Fisher v. Johnson Milk Co.

Decision Date09 March 1970
Docket NumberNo. 35,35
Citation174 N.W.2d 752,383 Mich. 158
PartiesWilliam L. FISHER, Plaintiff-Appellee, v. JOHNSON MILK COMPANY, Inc., a Michigan corporation, Defendant-Appellant.
CourtMichigan Supreme Court

William L. Fisher, in pro. per.

Michaels, Ferris & Olzark, Mount Clemens, for defendant-appellant; Carl W. Huhn, Harper Woods, of counsel.

Before the Entire Bench, except T. G. KAVANAGH, J.

DETHMERS, Justice.

A reading of opinions of this Court written during the past 15 years may suggest that a majority of the Court as from time to time constituted, has viewed with disfavor the granting by trial courts of summary judgments for defendants in negligence cases. In the instant case, however, not a controverted question of fact is presented by the pleadings which, if resolved in plaintiff's favor, would entitle him to judgment against defendant. Accordingly, I would affirm the summary judgment for defendant entered in circuit court, reversed by the Court of Appeals. 13 Mich.App. 10, 163 N.W.2d 652.

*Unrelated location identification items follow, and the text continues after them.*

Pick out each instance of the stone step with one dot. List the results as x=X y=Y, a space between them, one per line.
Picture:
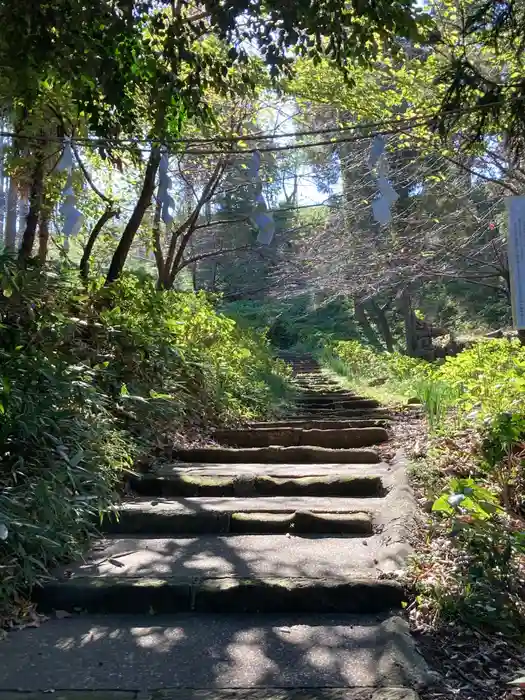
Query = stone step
x=309 y=414
x=309 y=424
x=277 y=454
x=335 y=402
x=255 y=480
x=297 y=515
x=234 y=573
x=213 y=657
x=295 y=436
x=325 y=391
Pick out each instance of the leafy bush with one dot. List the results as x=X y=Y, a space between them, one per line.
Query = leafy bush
x=89 y=383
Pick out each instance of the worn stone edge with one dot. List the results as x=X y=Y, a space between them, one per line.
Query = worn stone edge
x=397 y=520
x=218 y=694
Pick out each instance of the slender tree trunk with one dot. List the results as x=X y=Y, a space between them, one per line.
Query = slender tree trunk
x=409 y=319
x=43 y=235
x=382 y=324
x=88 y=249
x=10 y=218
x=128 y=236
x=35 y=206
x=157 y=246
x=362 y=319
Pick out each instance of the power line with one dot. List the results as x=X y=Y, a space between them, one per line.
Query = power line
x=377 y=127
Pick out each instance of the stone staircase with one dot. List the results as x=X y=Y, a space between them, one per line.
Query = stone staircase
x=257 y=569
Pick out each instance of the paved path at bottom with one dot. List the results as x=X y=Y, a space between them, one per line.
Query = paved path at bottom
x=256 y=570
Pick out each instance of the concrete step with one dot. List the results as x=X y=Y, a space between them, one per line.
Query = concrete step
x=219 y=657
x=276 y=454
x=294 y=436
x=254 y=480
x=262 y=515
x=235 y=573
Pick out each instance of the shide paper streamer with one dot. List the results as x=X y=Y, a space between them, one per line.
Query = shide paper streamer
x=167 y=203
x=247 y=174
x=381 y=206
x=73 y=218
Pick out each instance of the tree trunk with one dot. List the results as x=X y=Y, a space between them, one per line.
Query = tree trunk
x=362 y=319
x=10 y=220
x=35 y=206
x=97 y=229
x=409 y=318
x=382 y=324
x=43 y=235
x=157 y=246
x=148 y=186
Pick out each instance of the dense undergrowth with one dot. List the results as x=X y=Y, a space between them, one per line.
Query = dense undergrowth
x=471 y=564
x=91 y=382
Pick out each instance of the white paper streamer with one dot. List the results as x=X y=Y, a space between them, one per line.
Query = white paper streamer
x=386 y=189
x=66 y=159
x=381 y=206
x=167 y=202
x=73 y=218
x=381 y=210
x=377 y=150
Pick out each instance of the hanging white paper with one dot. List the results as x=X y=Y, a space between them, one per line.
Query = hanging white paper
x=381 y=210
x=377 y=150
x=66 y=159
x=387 y=190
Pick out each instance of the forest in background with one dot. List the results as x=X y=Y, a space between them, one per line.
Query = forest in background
x=184 y=184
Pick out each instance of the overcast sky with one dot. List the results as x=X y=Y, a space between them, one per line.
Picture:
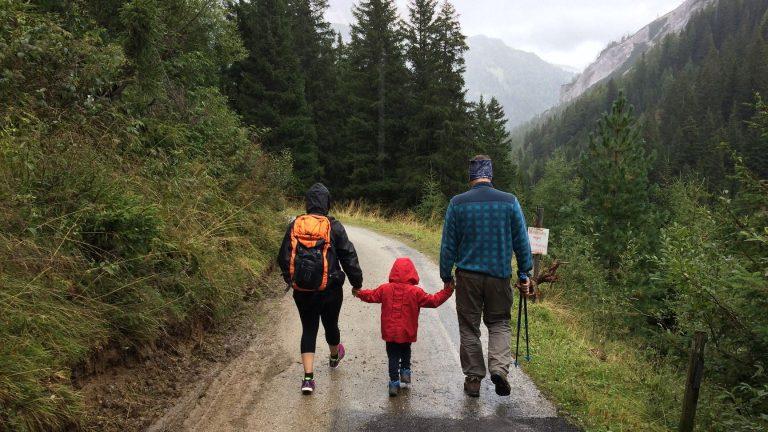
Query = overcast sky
x=565 y=32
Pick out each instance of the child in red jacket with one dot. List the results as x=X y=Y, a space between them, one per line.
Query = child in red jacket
x=401 y=301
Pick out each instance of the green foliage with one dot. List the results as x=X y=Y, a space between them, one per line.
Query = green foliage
x=433 y=203
x=132 y=200
x=491 y=137
x=439 y=127
x=268 y=87
x=615 y=169
x=375 y=85
x=692 y=92
x=559 y=192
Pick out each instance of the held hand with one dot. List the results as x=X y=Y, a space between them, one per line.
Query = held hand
x=450 y=285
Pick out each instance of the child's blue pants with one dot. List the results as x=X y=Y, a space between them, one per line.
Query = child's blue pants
x=399 y=358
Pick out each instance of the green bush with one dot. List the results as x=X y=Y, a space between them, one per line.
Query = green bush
x=132 y=200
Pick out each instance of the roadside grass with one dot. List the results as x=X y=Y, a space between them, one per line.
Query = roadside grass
x=602 y=385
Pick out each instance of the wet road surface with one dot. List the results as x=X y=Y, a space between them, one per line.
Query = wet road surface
x=259 y=391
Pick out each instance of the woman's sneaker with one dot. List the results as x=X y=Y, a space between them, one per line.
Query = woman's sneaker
x=394 y=388
x=502 y=385
x=334 y=363
x=308 y=386
x=405 y=376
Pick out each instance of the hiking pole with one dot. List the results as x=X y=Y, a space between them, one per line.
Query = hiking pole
x=519 y=316
x=525 y=309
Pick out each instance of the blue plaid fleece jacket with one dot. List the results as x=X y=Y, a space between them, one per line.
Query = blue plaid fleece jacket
x=482 y=228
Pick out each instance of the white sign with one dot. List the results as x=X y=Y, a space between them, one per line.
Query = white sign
x=539 y=238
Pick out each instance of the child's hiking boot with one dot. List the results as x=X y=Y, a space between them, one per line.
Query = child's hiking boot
x=405 y=376
x=502 y=385
x=394 y=388
x=308 y=386
x=472 y=386
x=334 y=361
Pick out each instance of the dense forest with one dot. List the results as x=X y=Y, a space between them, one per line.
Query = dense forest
x=654 y=186
x=146 y=147
x=380 y=117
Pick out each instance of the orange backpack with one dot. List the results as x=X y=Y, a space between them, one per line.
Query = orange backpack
x=310 y=241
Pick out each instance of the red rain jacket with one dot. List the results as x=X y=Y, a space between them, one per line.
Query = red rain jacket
x=401 y=301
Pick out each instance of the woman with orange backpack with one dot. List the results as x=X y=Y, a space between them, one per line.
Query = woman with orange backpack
x=313 y=258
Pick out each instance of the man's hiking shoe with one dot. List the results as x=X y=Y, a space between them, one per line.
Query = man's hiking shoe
x=334 y=362
x=394 y=388
x=308 y=386
x=405 y=376
x=502 y=385
x=472 y=386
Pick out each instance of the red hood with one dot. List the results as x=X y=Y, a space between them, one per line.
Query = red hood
x=403 y=271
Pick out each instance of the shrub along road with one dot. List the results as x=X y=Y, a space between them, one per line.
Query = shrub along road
x=261 y=392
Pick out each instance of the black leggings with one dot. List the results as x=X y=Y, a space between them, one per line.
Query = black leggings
x=314 y=306
x=399 y=358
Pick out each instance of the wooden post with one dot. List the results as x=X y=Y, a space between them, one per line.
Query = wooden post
x=539 y=223
x=693 y=382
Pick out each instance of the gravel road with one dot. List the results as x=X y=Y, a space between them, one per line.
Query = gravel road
x=259 y=390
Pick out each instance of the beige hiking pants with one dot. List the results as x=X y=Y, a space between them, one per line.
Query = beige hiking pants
x=481 y=296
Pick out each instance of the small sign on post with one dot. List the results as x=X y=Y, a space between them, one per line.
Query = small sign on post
x=539 y=239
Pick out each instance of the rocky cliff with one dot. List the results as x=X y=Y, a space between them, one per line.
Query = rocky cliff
x=618 y=57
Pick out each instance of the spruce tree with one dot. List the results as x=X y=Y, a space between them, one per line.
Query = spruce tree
x=615 y=170
x=314 y=43
x=490 y=136
x=267 y=87
x=375 y=84
x=439 y=128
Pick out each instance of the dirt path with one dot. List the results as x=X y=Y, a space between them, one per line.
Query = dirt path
x=259 y=390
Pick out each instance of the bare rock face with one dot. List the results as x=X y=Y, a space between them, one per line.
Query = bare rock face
x=619 y=57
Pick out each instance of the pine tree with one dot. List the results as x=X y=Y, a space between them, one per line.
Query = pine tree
x=313 y=41
x=439 y=129
x=615 y=170
x=491 y=137
x=267 y=88
x=375 y=84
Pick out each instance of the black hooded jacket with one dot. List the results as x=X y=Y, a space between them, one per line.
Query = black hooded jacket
x=342 y=254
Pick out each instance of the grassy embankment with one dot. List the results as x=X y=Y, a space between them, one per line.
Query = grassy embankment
x=602 y=385
x=135 y=206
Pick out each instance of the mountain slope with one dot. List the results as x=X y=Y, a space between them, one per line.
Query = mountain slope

On an unspecified date defendant, operating a milk business, sold to plaintiff, a practicing patent attorney, a wire carrier made to carry four half-gallon bottles of milk. Some time later plaintiff took that carrier, as he frequently had done before, to defendant's store and bought four half-gallon bottles of milk which were placed in the carrier. With his milk purchases in the carrier plaintiff drove home. It was a stormy, rainy, freezing day with icy street and walk conditions. Upon arriving at home, plaintiff got out of his car and proceeded to walk, carrying the carrier containing the bottles of milk in his right hand. He slipped and fell on the ice in such manner that the bottom of the carrier struck the sidewalk, causing the bottles to break. He extended his left hand to break his fall and the palm landed on pieces of a broken bottle, cutting and causing a severe injury to his hand. For resultant damages plaintiff brought this suit.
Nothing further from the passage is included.